Large Energy Company

Artificial Intelligence drives an over 200% increase in divisional profitability using Azure Data Services.

This large energy company delivers safe, reliable service to millions of customers in North America. With a long history and clear vision for the future, they recognize the importance of wind energy and have invested in several wind energy projects. Once fully operational, these projects have the capacity to serve more than a million homes.


The client was seeking new ways to increase the efficiency of their internal processes so that they could proactively replace wind-farm parts before they become unreliable.

Using their wealth of data, this energy company needed to enhance their ongoing measurement and improvement programs and deliver new efficiencies across all production facilities.

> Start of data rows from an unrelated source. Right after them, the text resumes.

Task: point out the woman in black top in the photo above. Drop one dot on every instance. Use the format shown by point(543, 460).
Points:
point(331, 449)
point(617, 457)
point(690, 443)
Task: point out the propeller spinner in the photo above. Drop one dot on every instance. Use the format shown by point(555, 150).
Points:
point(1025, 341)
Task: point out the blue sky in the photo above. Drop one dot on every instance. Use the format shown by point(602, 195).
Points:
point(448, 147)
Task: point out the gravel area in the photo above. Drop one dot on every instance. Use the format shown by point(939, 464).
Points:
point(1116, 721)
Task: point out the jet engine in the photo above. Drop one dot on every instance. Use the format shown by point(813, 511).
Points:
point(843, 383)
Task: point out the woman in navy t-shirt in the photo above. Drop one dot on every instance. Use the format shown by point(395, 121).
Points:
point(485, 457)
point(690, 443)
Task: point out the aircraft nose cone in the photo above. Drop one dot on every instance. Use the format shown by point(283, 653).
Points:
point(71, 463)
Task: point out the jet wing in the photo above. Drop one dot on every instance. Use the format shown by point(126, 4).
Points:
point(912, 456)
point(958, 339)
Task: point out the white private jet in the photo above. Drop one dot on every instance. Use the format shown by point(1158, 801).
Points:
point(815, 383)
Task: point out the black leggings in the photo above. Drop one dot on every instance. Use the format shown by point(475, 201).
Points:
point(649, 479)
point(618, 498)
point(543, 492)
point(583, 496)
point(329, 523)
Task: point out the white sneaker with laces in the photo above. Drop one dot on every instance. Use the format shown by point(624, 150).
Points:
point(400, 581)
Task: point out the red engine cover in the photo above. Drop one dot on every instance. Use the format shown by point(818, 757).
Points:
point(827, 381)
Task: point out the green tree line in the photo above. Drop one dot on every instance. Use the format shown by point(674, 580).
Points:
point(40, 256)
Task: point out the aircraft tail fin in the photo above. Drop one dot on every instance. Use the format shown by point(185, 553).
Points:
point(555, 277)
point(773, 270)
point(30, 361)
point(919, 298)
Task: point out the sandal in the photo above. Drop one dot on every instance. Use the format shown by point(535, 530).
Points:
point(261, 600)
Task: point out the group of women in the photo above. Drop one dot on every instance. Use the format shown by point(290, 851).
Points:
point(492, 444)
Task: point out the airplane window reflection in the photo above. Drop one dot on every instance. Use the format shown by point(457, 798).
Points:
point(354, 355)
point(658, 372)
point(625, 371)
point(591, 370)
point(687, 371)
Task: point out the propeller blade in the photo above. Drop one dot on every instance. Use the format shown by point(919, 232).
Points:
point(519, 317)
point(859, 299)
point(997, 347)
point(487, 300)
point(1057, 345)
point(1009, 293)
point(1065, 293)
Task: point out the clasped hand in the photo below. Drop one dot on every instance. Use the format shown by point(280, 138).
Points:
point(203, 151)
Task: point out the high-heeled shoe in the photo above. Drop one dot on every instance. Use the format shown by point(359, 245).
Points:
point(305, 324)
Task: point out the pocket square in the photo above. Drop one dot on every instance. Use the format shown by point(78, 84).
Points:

They were looking for a solution that would blend data-driven analytics with straightforward usability.

Our Approach

Using Microsoft’s Azure Data Services, our team delivered an easy-to-use dashboard that enables the client to predict and avoid many demand generation & maintenance issues.

Our team created a preventative maintenance engine that:

  • Employs Microsoft technologies to deploy machine learning models that estimate demand, optimize preventative maintenance, and uncover opportunities for new efficiencies
  • Ingests, analyzes, and interprets supply, demand, price and production data from structured, unstructured, and streaming sources
  • Examines historic data over a 5-year period using machine learning to identify what breaks why and when
  • Proactively suggests and prioritizes repairs by integrating with both logistics and procurement systems


MNP’s innovative solution dramatically contributed to wind farm uptime, increasing the overall efficiency of renewal wind energy.  The client saw a 200% increase in divisional profitability without any new physical investment. They could also accurately estimate market price and revenue attainment, and experienced a dramatic increase in load forecasting accuracy.